SANS: Your work ranges from SOC security analyst to managing SOC infrastructure operations and threat analysis. What challenges are you currently facing?
Furukawa: Malware analysis is becoming increasingly challenging. Newer malware tends to have analysis prevention functions such as obfuscation and Sandbox detection. This requires knowledge of a threat actor’s techniques of analysis prevention, and unfortunately there’s not a lot of people who have the knowledge. To address this challenge we rely on upskilling our analysts.
SANS: What do you and your team do to keep up with the ever-changing threats? What are the challenges you face in upskilling?
Furukawa: As an individual, I constantly collect information on new threats and technology, and I validate the technology whenever necessary. When there’s information that’s beneficial to the team, I hold a team study session. However, to understand the new threat information, basic security knowledge is a must. Moreover, since security trends and technologies are constantly evolving, it’s important to stay up to date. As far as upskilling, I recommend SANS training not only for beginners but also for those with adequate knowledge and experience. SANS training courses are continuously updated and provide students with a comprehensive learning experience, regardless of the curriculum. Another benefit is that you can receive updated course content as long as you continue to renew your GIAC certifications.

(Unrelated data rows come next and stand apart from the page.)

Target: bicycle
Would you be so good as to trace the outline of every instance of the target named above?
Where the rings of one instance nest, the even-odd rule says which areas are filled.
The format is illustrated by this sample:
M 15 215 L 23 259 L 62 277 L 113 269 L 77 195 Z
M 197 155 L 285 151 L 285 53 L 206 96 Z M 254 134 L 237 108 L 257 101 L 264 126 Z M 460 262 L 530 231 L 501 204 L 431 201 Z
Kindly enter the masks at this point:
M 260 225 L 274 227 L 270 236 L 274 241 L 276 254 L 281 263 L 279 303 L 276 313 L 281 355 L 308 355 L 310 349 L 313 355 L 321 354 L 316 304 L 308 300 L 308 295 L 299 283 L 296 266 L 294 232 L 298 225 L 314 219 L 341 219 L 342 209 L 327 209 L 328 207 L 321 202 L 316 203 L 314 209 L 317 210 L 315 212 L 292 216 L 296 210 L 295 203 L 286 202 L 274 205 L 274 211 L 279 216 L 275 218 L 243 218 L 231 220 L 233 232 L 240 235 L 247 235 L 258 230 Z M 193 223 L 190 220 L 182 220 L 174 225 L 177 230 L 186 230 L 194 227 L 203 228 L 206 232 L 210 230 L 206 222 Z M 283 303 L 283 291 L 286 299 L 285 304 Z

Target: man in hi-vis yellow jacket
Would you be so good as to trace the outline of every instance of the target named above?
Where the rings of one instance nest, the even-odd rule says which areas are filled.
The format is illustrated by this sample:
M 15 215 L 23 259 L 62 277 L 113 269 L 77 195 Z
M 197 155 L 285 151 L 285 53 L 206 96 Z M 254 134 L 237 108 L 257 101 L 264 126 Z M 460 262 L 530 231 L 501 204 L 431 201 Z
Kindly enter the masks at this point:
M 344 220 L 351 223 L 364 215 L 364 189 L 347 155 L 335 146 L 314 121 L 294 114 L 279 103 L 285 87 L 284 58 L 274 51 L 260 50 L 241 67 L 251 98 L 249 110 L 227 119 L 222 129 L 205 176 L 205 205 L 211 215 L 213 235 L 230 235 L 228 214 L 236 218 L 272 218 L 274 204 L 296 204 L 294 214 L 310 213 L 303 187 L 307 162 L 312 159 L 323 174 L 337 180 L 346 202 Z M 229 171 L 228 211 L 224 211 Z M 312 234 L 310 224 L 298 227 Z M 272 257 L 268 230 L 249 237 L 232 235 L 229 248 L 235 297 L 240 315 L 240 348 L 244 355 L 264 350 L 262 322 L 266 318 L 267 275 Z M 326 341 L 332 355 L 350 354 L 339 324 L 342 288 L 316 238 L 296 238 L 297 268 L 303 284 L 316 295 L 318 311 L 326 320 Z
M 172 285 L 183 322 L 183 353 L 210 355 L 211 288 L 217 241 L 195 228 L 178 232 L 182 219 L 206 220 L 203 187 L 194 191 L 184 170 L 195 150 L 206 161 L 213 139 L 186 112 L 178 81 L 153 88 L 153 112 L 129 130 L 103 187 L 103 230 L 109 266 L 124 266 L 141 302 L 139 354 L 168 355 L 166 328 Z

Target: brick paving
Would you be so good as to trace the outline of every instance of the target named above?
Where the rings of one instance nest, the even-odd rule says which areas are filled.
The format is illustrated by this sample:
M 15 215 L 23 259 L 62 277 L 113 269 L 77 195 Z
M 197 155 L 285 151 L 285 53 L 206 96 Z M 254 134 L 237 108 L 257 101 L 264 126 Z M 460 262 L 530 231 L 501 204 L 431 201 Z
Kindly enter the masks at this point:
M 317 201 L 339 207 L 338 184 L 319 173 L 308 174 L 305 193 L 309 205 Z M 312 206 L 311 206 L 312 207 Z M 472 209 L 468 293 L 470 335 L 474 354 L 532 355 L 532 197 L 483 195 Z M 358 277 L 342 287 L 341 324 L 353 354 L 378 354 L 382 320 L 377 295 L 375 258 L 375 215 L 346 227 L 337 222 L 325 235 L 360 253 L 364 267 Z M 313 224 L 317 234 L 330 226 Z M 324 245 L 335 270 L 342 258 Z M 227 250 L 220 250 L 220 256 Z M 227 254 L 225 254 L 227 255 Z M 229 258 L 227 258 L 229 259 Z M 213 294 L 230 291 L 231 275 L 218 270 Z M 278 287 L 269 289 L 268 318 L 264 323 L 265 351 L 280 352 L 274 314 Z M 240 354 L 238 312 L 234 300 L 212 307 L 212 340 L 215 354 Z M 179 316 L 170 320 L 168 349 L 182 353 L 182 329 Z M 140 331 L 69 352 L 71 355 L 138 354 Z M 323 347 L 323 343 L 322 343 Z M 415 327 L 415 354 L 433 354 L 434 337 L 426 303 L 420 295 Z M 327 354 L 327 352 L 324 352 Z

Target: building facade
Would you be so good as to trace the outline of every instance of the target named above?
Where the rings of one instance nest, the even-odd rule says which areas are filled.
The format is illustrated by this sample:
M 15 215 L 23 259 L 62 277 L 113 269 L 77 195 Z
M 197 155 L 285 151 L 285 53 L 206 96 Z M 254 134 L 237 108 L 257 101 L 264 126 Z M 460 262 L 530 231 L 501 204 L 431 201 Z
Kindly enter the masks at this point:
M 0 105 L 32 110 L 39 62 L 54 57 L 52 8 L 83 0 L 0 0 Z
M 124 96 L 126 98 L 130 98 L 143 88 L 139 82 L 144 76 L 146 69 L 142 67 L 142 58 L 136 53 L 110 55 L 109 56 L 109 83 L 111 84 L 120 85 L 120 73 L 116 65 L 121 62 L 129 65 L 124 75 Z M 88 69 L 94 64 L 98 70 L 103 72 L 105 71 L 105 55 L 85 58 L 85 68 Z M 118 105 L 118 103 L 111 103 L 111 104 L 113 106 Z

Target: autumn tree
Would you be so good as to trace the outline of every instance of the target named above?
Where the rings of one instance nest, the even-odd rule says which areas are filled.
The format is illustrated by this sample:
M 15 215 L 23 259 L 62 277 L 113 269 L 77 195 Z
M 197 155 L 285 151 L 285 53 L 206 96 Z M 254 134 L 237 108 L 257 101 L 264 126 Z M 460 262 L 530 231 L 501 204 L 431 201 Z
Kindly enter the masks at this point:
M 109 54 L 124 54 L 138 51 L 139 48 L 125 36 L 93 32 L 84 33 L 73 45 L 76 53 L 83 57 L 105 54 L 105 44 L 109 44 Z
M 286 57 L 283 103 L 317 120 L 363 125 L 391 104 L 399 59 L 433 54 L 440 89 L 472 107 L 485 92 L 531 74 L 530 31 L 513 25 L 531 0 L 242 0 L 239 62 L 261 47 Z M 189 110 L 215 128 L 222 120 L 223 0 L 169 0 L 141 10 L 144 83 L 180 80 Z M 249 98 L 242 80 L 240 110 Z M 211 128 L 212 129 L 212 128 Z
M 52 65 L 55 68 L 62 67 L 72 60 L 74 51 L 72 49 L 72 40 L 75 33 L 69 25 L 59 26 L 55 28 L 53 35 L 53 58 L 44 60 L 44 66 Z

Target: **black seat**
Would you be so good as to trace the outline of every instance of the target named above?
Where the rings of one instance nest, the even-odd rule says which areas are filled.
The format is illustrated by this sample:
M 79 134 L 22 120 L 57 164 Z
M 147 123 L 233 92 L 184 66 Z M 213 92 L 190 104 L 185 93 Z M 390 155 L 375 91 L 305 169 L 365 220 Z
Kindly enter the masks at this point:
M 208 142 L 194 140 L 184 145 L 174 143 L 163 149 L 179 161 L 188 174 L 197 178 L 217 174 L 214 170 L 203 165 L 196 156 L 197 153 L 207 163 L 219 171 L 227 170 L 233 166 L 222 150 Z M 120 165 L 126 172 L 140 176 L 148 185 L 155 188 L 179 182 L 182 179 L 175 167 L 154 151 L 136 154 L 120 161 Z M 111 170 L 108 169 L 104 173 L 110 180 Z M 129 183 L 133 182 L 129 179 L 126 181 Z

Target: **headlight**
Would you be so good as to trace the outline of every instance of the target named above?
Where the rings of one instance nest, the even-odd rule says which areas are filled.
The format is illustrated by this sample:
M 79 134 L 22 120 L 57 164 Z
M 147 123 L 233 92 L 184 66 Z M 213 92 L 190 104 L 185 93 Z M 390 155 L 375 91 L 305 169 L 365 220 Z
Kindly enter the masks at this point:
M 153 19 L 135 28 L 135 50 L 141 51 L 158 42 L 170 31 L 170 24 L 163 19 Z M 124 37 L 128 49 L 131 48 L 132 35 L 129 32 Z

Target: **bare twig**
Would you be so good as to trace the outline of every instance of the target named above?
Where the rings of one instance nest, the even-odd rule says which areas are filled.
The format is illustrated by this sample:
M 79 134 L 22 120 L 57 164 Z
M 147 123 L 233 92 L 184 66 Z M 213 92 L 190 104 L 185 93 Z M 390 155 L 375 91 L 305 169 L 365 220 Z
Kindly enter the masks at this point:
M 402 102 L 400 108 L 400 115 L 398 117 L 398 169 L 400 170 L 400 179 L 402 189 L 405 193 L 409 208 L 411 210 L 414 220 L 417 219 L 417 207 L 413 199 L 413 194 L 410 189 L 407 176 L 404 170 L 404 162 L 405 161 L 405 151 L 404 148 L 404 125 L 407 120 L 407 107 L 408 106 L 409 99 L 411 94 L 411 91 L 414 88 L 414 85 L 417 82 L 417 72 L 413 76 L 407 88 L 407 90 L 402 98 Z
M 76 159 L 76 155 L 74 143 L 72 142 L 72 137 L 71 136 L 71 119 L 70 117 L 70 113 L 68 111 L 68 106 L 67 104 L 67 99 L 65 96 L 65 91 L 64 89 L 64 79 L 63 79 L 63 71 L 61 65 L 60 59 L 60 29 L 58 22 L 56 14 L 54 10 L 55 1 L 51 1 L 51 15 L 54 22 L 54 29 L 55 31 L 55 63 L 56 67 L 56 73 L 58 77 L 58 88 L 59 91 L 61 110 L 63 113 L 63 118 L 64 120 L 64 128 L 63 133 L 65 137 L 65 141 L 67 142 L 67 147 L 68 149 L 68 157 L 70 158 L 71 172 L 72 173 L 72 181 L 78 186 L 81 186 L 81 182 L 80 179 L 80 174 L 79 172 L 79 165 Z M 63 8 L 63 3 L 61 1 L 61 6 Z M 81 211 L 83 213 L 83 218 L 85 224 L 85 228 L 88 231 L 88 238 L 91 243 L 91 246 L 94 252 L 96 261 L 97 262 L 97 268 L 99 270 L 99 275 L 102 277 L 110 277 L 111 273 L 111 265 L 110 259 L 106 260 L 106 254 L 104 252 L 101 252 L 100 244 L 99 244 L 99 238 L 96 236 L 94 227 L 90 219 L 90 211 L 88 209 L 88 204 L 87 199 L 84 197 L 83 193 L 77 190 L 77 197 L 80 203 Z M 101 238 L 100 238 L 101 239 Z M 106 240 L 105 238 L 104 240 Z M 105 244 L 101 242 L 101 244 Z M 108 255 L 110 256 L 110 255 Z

SANS: As a SOC analyst, which SANS courses do you recommend?
Furukawa: I recommend taking SEC555: SIEM with Tactical Analytics for those who conduct log analysis at SOCs. SEC555 goes over log analysis specifically. In SEC555, you learn security-related knowledge like log output characteristics for each device and threat analysis and how to operate a security information and event manager (SIEM). It’s a great course to increase the student’s scope of log analysis as it covers a wide range of log types.
SANS: What is your next goal? Which courses you would like to take next?
Furukawa: Now that operating systems other than Windows are increasingly becoming the target of attacks, I am interested in taking courses like FOR518: Mac and iOS Forensic Analysis and Incident Response and FOR577: LINUX Incident Response and Threat Hunting.